陈昊¹, 吕乃静¹, 刘检华², 魏世民¹, 朱智南¹

1. 北京邮电大学智能工程与自动化学院北京 100876;
2. 北京理工大学机械与车辆学院北京 100081

收稿日期:2024-12-09 修回日期:2025-07-02 发布日期:2026-05-25
作者简介:陈昊，男，2001年出生，硕士研究生。主要研究方向为柔性体建模与仿真等。E-mail:2024141296@bupt.cn
吕乃静(通信作者)，女，1993年出生，博士，副教授，硕士研究生导师。主要研究方向为数字化装配技术等。E-mail:lvnaijing@bupt.edu.cn
刘检华，男，1977年出生，博士，教授，博士研究生导师。主要研究方向为数字化装配技术等。E-mail:jeffliu@bit.edu.cn
魏世民，男，1965年出生，博士，教授，博士研究生导师。主要研究方向为机器人机构学、机器人智能感知与控制等。E-mail:wsmly@bupt.edu.cn
朱智南，男，2002年出生，硕士研究生。主要研究方向为柔性线缆机器人装配等。E-mail:z3051815961@163.com
基金资助:
国家自然科学基金资助项目(52305524)。

Automatic Planning Method for Low-stress Laying Path of Flexible Optical Fiber

CHEN Hao¹, Lü Naijing¹, LIU Jianhua², WEI Shimin¹, ZHU Zhinan¹

1. School of Intelligent Engineering and Automation, Beijing University of Posts and Telecommunications, Beijing 100876;
2. School of Mechanical Engineering, Beijing Institute of Technology, Beijing 100081

Received:2024-12-09 Revised:2025-07-02 Published:2026-05-25

摘要/Abstract

摘要： 针对目前光纤陀螺中柔性光纤的敷设路径设计主要依靠人工操作经验、控制光路应力难、装配效率低等问题，提出一种柔性光纤低应力敷设路径自动规划方法，包括单舱光纤和穿舱光纤。基于设置的敷设路径参考信息，包括起始连接面、终止连接面、敷设面外圆和穿舱孔(仅穿舱光纤)等，实现柔性光纤低应力敷设路径的自动规划。首先基于光纤的弯曲半径标准进行光纤低应力敷设路径设计，确定光纤敷设路径控制点的二维分布；然后根据光学器件与光纤敷设平面、穿舱孔(仅穿舱光纤)之间的空间位置关系，对路径控制点坐标在竖轴方向上进行离散化处理；同时根据光纤的长度对敷设路径进行调整，若光纤长度满足盘纤条件则进行盘纤操作，最终实现在三维空间中光纤低应力敷设路径的规划。基于以上设计思路开发了柔性光纤低应力敷设路径自动规划系统，进行了相关实例应用测试，验证了该方法的有效性。

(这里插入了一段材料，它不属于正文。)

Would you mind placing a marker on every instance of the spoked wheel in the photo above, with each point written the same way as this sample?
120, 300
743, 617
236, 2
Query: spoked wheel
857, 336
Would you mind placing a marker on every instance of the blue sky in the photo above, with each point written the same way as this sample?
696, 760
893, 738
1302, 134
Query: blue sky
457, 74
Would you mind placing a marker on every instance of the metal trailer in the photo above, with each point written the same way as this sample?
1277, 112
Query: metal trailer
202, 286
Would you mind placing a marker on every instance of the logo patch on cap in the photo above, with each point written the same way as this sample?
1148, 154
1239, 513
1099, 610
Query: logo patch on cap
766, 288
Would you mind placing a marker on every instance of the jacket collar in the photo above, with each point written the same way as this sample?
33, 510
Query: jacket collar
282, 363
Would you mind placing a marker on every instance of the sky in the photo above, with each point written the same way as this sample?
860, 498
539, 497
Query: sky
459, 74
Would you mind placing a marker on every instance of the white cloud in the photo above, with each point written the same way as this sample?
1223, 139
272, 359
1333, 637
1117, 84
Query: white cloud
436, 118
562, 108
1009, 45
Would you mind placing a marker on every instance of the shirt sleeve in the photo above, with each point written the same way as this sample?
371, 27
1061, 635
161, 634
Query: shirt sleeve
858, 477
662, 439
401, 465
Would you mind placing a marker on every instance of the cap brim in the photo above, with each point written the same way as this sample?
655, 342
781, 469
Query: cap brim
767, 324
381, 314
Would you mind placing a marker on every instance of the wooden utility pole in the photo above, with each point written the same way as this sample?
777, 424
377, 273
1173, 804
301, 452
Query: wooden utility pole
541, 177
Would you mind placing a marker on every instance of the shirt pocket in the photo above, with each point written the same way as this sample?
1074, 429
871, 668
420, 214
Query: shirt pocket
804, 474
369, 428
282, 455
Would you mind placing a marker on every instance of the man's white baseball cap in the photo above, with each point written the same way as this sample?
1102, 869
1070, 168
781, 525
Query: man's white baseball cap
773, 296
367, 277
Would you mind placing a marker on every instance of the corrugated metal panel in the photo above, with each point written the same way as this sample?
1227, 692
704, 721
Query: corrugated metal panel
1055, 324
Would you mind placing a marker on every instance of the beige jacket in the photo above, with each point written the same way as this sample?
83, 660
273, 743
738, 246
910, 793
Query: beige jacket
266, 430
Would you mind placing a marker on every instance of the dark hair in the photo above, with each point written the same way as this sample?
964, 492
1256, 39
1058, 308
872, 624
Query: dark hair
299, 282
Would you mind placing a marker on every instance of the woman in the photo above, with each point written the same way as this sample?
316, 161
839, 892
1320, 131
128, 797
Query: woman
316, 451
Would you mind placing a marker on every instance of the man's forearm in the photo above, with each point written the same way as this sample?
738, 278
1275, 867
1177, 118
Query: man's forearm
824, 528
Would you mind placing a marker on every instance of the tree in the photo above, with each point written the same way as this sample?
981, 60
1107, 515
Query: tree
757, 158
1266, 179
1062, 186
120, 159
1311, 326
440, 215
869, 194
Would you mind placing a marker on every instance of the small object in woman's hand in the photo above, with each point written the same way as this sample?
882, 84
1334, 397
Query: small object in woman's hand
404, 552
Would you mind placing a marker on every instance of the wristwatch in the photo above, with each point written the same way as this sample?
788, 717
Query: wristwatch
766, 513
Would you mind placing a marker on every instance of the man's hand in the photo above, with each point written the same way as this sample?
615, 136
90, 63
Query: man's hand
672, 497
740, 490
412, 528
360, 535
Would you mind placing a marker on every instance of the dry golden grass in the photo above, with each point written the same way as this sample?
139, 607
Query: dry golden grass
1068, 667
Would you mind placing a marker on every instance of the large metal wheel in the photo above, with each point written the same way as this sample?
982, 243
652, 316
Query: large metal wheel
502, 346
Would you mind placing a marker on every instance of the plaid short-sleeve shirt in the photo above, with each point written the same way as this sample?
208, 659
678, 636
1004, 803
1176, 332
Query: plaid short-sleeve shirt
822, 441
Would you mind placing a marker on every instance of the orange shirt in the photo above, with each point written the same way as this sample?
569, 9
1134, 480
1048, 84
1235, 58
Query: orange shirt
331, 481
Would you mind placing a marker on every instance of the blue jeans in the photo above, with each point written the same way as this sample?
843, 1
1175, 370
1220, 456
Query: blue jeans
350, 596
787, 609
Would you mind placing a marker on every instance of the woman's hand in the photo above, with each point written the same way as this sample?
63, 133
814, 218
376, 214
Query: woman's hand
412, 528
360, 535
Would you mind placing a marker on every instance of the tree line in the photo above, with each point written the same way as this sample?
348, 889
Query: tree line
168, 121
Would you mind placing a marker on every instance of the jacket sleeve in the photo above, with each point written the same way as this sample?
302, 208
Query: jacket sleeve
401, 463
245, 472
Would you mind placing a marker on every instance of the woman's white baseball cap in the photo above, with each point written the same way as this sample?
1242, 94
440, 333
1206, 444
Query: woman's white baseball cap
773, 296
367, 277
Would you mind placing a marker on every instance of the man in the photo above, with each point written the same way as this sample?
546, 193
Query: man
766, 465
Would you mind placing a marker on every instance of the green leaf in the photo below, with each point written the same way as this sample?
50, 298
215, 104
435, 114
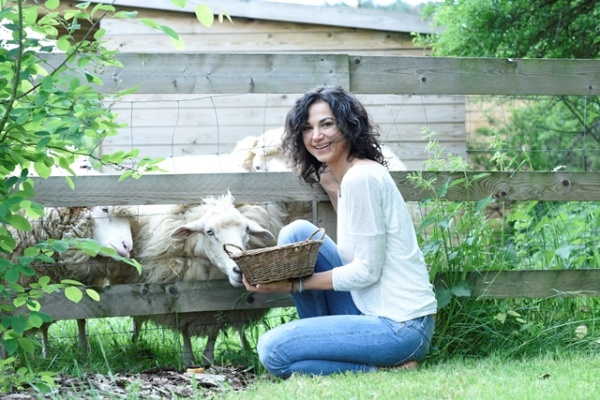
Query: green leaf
179, 3
63, 43
27, 344
11, 345
35, 321
74, 294
19, 222
52, 4
19, 324
205, 15
71, 282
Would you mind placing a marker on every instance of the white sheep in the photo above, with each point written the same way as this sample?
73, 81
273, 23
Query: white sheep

关键词: 光纤陀螺, 柔性光纤, 敷设路径, 自动规划

Abstract: Aiming to address the issues of flexible optical fiber laying path design in fiber optic gyroscopes, which currently relies heavily on manual operation experience, difficulty in controlling optical path stress, and low assembly efficiency, an automatic planning method for low-stress laying path of flexible optical fiber has been proposed, including single-compartment fibers and through-compartment fibers. Based on the set reference information for the laying path, including the starting connection surface, terminating connection surface, laying surface outer circle, and through-compartment hole (applicable only to through-compartment fibers), the automatic planning of low-stress flexible optical fiber laying paths is achieved. Firstly, the low-stress laying path design of the fiber optic cable is carried out based on the bending radius standard of the fiber optic cable, thereby determining the two-dimensional distribution of the fiber optic cable laying path control points. Then, according to the spatial positional relationship between the optical devices and the fiber optic cable laying plane, as well as the through-compartment hole (applicable only to through-compartment fibers), the coordinates of the path control points are discretized in the vertical axis direction. At the same time, adjustments are made to the laying path based on the length of the fiber optic cable; if the fiber optic cable length meets the coiling conditions, coiling operations are performed, ultimately achieving the planning of low-stress fiber optic cable laying paths in three-dimensional space. Based on the above design ideas, an automatic planning system for low-stress laying path of flexible optical fiber has been developed, and relevant practical application tests have been conducted, verifying the effectiveness of the method.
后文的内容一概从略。